Morality one reason why Saudi Arabia a no go: Rory
Rory McIlroy has knocked back the opportunity to play an event in Saudi Arabia despite the offer of an enormous appearance fee.
The Ulsterman will not take part in the European Tour event, which will include Brooks Koepka, Dustin Johnson and Phil Mickelson.
The Americans have come under criticism for accepting large offers to feature, with Amnesty International describing the Saudi regime's human rights records as "heinous".
Tiger Woods also declined the reported £1.9m ($2.5m) appearance fee on the table, but McIlroy discussed the reasons behind his decision, including "morality".
"Yeah 100 per cent, there's a morality to it as well," McIlroy said about the event, which will take place from January 30 to February 2.
"You could say that about so many countries, not just Saudi Arabia, but a lot of countries that we play in that there's a reason not to go, but for me I just don't want to go."
McIlroy admitted he was fine with Anthony Joshua's decision to fight Andy Ruiz in Saudi Arabia last weekend, adding: "I had no problem watching that and cheering on AJ.
"But it's just not something that would excite me (to play in Saudi Arabia).
"I think the atmosphere looks better at the events on the west coast (of America) and I'd much rather play in front of big golf fans and play in a tournament that really excites me."
American golfer Patrick Reed, meanwhile, has denied cheating in a tournament last week and hit out at International team players for saying he had, as a little edge entered proceedings yesterday ahead of the Presidents Cup.
Reed received a two-stroke penalty for improving his lie when he moved sand with his practice swing on Friday at the Hero World Challenge in the Bahamas.
The incident has dominated the run-up to the biennial contest, which begins tomorrow.
Cameron Smith was quoted in Australian media as saying that Reed had been "cheating the rules" and some of his International team-mates said the American had exposed himself to some flak from the crowd through his actions.

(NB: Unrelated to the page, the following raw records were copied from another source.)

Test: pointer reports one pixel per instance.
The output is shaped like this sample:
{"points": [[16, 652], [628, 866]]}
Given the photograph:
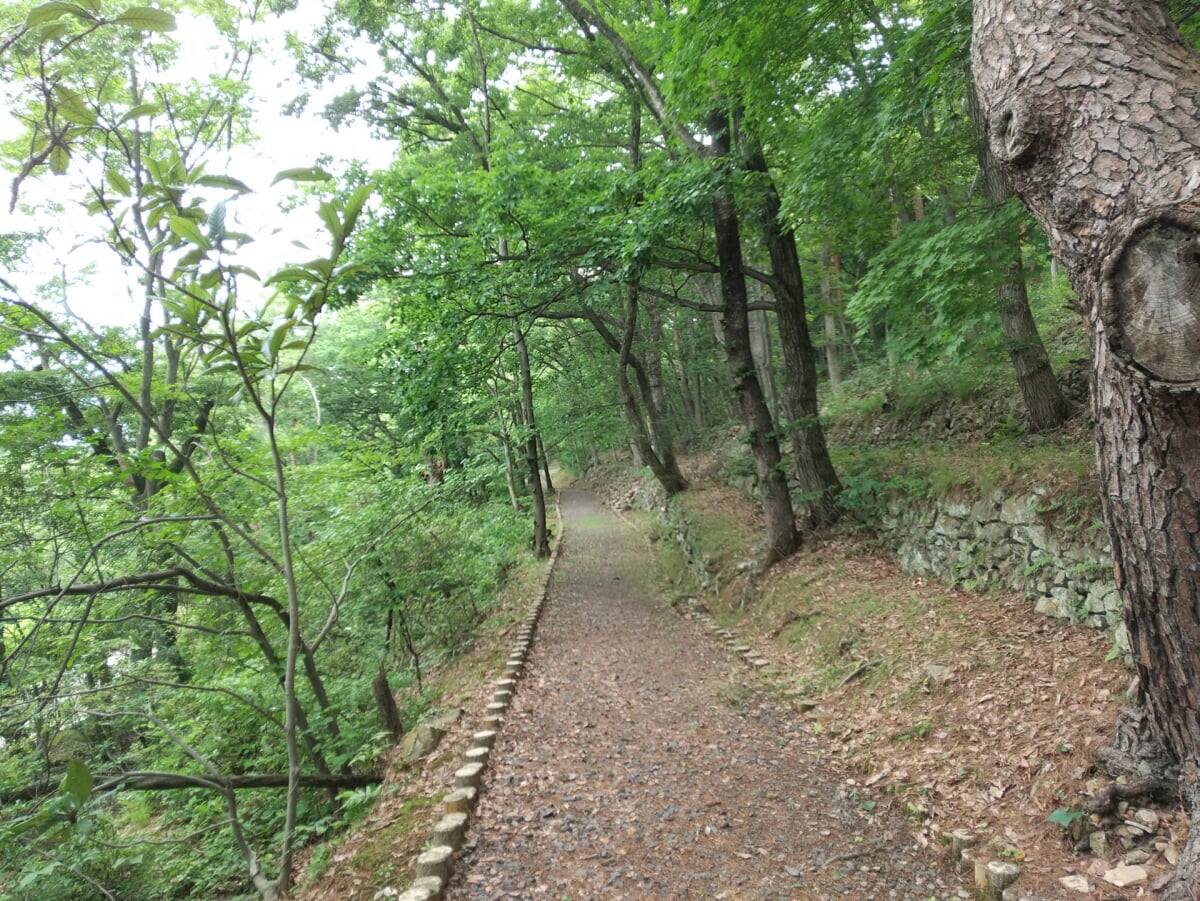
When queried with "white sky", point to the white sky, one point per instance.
{"points": [[283, 143]]}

Former Masters champion Reed fired back at a news conference yesterday, saying "cheat" was inaccurate because he had not seen the sand move and the officials concurred that he inadvertently improved his lie.

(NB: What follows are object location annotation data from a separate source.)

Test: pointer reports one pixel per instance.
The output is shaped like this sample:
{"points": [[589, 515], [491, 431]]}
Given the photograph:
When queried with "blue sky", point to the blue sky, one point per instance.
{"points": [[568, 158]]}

"It's not the right word to use," he said. "If you do something unintentionally that breaks the rules, it's not considered cheating.

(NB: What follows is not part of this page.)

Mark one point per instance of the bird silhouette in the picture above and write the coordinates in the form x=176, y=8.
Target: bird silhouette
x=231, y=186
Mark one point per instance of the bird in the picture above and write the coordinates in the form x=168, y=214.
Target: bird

"If you're intentionally trying to do something, that would be considered cheating, but I wasn't intentionally trying to improve a lie or anything like that.
"It's just wrong, it's just not right."
United States player/captain Woods on Monday said that he had spoken to Reed about the incident and was keen to draw a line under it as he looks to extend the Americans' seven-match winning streak at the Presidents Cup.
The 15-time Major champion sank the winning putt the time the contest was last held at Royal Melbourne in 2011, when the Australian crowd was criticised by some Internationals for being overawed by the American players.
Reed suspected the row was being used by the Internationals to ensure that did not happen again.
"Of course they are going to speak out, because they want to get their crowds going and get on their side. That's the name of the game," he added.